22/07/2023 07h55 - Atualizado há 11 meses

Há mais de três anos, em dezembro de 2019, um grave incidente envolvendo a cerveja Belorizontina, da Cervejaria Três Lobos - proprietária da marca Backer - abalou o estado de Minas Gerais. Esse trágico evento culminou na intoxicação de 29 pessoas, das quais dez acabaram por perder suas vidas. Em resposta a esta crise, o Ministério Público de Minas Gerais (MPMG) e a própria Cervejaria chegaram a um entendimento sobre as compensações a serem pagas às vítimas e seus familiares.

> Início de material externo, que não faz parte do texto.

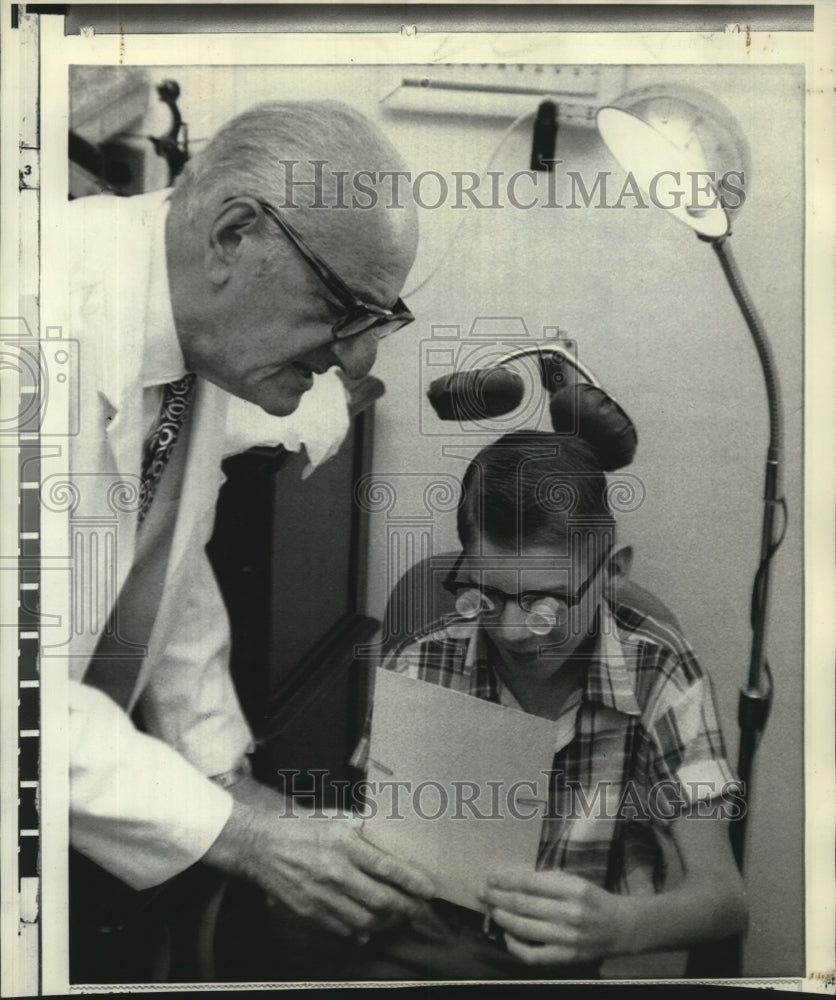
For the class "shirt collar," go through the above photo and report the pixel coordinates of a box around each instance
[463,601,641,715]
[141,195,186,388]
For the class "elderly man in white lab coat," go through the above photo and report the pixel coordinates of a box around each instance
[68,102,432,956]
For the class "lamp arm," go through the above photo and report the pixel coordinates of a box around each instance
[496,344,601,390]
[701,236,786,869]
[708,236,784,461]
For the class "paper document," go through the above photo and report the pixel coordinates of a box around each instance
[363,669,555,910]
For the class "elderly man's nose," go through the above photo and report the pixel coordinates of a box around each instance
[499,601,531,641]
[331,332,378,378]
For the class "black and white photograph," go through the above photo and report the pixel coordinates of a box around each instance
[0,3,836,996]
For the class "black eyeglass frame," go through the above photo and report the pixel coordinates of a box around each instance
[442,547,612,618]
[253,199,415,340]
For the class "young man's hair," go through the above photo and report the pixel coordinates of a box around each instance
[457,431,615,551]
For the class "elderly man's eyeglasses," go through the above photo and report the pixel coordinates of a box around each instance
[443,550,609,635]
[259,201,415,340]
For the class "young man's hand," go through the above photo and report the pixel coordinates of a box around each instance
[483,871,631,965]
[203,779,434,938]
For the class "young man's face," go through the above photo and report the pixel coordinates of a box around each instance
[458,539,606,681]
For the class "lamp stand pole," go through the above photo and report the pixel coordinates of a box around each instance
[686,233,786,977]
[709,234,786,870]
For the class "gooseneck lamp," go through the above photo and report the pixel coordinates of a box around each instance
[597,86,786,869]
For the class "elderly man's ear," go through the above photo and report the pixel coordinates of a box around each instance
[607,545,633,580]
[205,198,264,285]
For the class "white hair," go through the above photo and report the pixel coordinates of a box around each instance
[174,101,405,221]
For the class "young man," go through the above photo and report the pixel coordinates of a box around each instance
[352,432,747,979]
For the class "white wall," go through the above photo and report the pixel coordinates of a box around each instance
[129,66,804,976]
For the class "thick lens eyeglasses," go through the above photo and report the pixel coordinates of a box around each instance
[443,551,609,635]
[258,201,415,340]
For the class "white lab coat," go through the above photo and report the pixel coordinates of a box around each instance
[69,191,348,889]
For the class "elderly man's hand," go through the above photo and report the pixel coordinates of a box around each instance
[204,779,434,938]
[484,871,631,965]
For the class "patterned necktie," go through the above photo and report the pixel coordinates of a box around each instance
[137,372,195,524]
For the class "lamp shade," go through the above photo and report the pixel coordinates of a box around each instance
[597,86,749,239]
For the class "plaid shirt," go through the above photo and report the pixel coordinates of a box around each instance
[352,603,740,892]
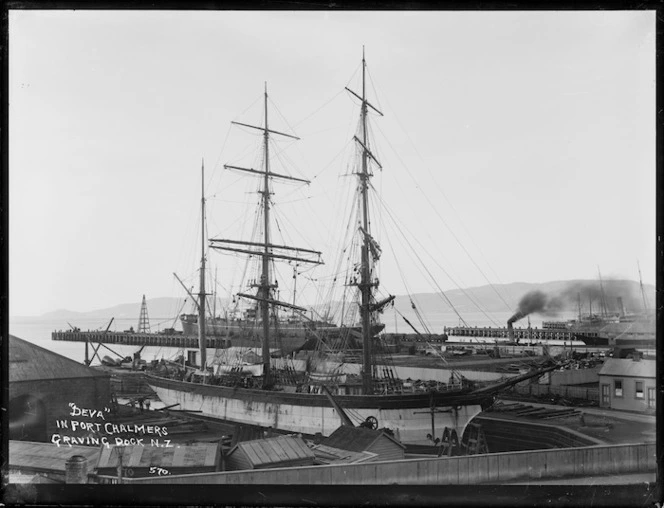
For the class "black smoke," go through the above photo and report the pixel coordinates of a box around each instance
[508,279,643,324]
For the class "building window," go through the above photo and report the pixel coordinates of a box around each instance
[648,387,655,409]
[634,381,645,399]
[613,379,622,397]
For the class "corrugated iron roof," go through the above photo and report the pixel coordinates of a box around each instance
[97,443,219,469]
[9,441,99,472]
[322,425,405,452]
[599,358,655,378]
[229,436,314,467]
[9,335,108,383]
[311,443,376,464]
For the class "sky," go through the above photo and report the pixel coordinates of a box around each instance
[9,10,656,316]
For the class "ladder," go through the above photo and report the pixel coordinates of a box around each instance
[138,295,150,333]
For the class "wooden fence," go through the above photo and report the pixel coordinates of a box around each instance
[125,443,657,485]
[514,383,599,403]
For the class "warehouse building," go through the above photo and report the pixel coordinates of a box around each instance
[599,356,657,412]
[8,335,111,442]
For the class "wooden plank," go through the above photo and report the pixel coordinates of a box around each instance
[238,441,267,466]
[171,445,187,467]
[284,439,313,459]
[123,446,145,467]
[261,439,289,462]
[272,437,305,460]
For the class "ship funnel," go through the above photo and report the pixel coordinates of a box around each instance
[507,311,525,342]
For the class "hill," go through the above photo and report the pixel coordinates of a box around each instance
[32,280,655,320]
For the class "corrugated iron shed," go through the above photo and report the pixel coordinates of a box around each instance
[228,436,315,469]
[9,440,99,473]
[322,425,406,452]
[9,335,109,383]
[311,443,376,464]
[599,358,655,378]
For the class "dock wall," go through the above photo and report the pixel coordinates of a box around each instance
[125,443,656,485]
[513,383,599,403]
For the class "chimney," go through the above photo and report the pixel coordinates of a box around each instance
[65,455,88,483]
[507,311,524,342]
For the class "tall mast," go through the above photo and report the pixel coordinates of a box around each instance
[597,266,609,316]
[360,47,373,394]
[210,83,322,388]
[198,161,207,371]
[259,82,271,386]
[636,260,648,314]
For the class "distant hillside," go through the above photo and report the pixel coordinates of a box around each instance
[40,297,205,320]
[395,280,655,315]
[32,280,655,320]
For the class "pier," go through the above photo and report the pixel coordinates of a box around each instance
[444,326,574,341]
[51,330,230,348]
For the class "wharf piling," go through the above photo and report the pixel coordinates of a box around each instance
[51,331,231,349]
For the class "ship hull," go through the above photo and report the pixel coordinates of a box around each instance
[147,375,482,444]
[180,317,385,354]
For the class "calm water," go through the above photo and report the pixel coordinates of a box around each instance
[9,310,575,363]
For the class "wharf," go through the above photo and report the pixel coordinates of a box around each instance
[51,331,228,348]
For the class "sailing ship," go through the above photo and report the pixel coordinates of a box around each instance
[146,54,557,444]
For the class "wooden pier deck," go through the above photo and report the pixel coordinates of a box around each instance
[51,331,229,348]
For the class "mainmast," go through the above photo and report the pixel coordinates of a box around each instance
[636,260,648,316]
[346,47,383,394]
[198,161,207,372]
[258,83,274,386]
[210,83,322,388]
[360,48,373,394]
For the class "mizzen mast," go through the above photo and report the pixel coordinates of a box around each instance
[198,161,207,372]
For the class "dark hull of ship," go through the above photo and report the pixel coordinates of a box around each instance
[146,368,551,444]
[576,333,657,349]
[180,318,385,354]
[574,333,609,346]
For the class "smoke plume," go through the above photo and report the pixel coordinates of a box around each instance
[508,279,644,325]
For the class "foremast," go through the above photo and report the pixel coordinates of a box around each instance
[198,161,207,370]
[210,83,322,388]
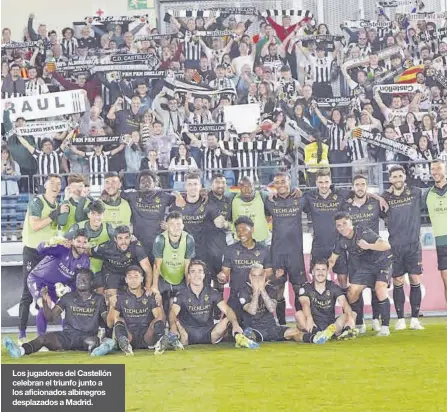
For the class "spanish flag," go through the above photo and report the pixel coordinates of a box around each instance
[396,64,424,83]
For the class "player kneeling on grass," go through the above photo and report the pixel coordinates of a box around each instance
[3,269,107,358]
[238,264,335,344]
[295,259,358,340]
[169,260,259,348]
[28,229,90,336]
[92,265,169,356]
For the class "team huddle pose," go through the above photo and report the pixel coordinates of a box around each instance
[4,161,447,358]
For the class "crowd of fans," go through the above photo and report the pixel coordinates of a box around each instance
[1,4,447,195]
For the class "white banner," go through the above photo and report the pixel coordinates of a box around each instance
[352,127,417,160]
[224,103,261,133]
[14,122,75,136]
[2,90,85,121]
[343,46,402,70]
[374,84,425,93]
[378,0,416,9]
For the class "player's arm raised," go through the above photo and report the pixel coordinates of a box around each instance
[337,295,353,317]
[357,237,391,252]
[217,266,231,285]
[217,300,244,333]
[150,258,163,303]
[152,306,165,322]
[40,286,65,322]
[299,296,315,333]
[140,257,153,292]
[106,295,120,328]
[244,290,261,316]
[169,303,181,336]
[328,252,339,274]
[260,288,276,313]
[185,233,196,279]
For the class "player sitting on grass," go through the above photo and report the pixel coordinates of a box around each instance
[92,265,169,356]
[169,260,259,348]
[295,259,358,340]
[3,269,107,358]
[239,264,335,344]
[28,229,90,336]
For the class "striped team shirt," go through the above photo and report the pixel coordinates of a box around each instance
[203,147,223,180]
[33,148,63,185]
[85,151,112,186]
[182,35,202,61]
[25,79,49,96]
[169,157,197,182]
[326,120,346,151]
[309,55,333,84]
[348,138,368,162]
[61,37,78,57]
[223,139,277,182]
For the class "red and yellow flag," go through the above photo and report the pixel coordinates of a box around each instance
[396,64,424,83]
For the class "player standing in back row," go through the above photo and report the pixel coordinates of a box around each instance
[382,166,424,330]
[264,172,307,326]
[329,212,392,336]
[426,160,447,308]
[341,175,381,332]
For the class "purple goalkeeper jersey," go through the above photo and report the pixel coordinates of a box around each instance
[28,242,90,301]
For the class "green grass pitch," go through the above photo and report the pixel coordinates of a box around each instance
[2,318,447,412]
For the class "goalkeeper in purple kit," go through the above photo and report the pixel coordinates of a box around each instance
[28,229,90,336]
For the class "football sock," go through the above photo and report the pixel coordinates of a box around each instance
[379,298,391,326]
[351,295,363,325]
[105,326,113,339]
[213,289,223,320]
[371,289,380,319]
[303,333,316,343]
[22,340,36,355]
[392,285,405,321]
[410,283,422,318]
[276,299,286,325]
[153,320,165,342]
[113,320,128,341]
[36,309,47,336]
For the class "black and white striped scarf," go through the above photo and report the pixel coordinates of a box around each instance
[166,9,220,18]
[261,9,314,20]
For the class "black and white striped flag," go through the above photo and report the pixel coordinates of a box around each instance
[261,9,314,20]
[166,10,220,18]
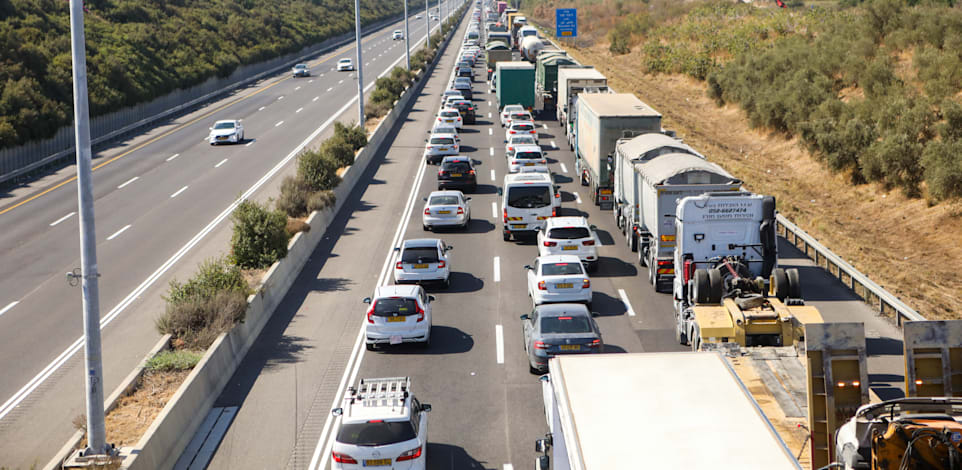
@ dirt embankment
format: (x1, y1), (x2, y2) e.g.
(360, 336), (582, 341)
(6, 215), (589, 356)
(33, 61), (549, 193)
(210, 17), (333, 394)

Pelo pacto assinado entre as partes, a Cervejaria Três Lobos acatou os termos propostos pelo MPMG, assumindo a responsabilidade de pagar os danos, tanto patrimoniais quanto extrapatrimoniais, solicitados na ação. Esse reconhecimento da cervejaria se traduz em um pagamento de R$ 500 mil para cada indivíduo afetado e um adicional de R$ 150 mil destinado a danos morais para cada parente de primeiro grau das vítimas.

 

Foto: Instagram @cervejariabacker/Reprodução

Fernando Abreu, promotor de Justiça de Defesa do Consumidor de Belo Horizonte, observou que os valores determinados, por mais significativos que sejam, não têm a capacidade de remediar completamente os traumas sofridos pelas vítimas. Em suas palavras: "Ele assegura, na integralidade da ação, o direito ao pagamento das indenizações, único meio existente de se reparar o dano".

 

A trajetória da investigação após o incidente

O fato perturbador da contaminação das cervejas da Backer com a substância dietilenoglicol desencadeou uma extensa investigação, que uniu esforços de autoridades sanitárias e policiais. As consequências deste ato de contaminação foram devastadoras, levando à morte de um terço das pessoas que foram intoxicadas.

Após a celebração deste acordo entre a cervejaria e o MPMG, espera-se a extinção de uma Ação Civil Pública. No entanto, é relevante destacar que algumas das vítimas expressaram sua insatisfação ao relatarem que não foram devidamente contatadas pelo sistema de justiça durante esse processo.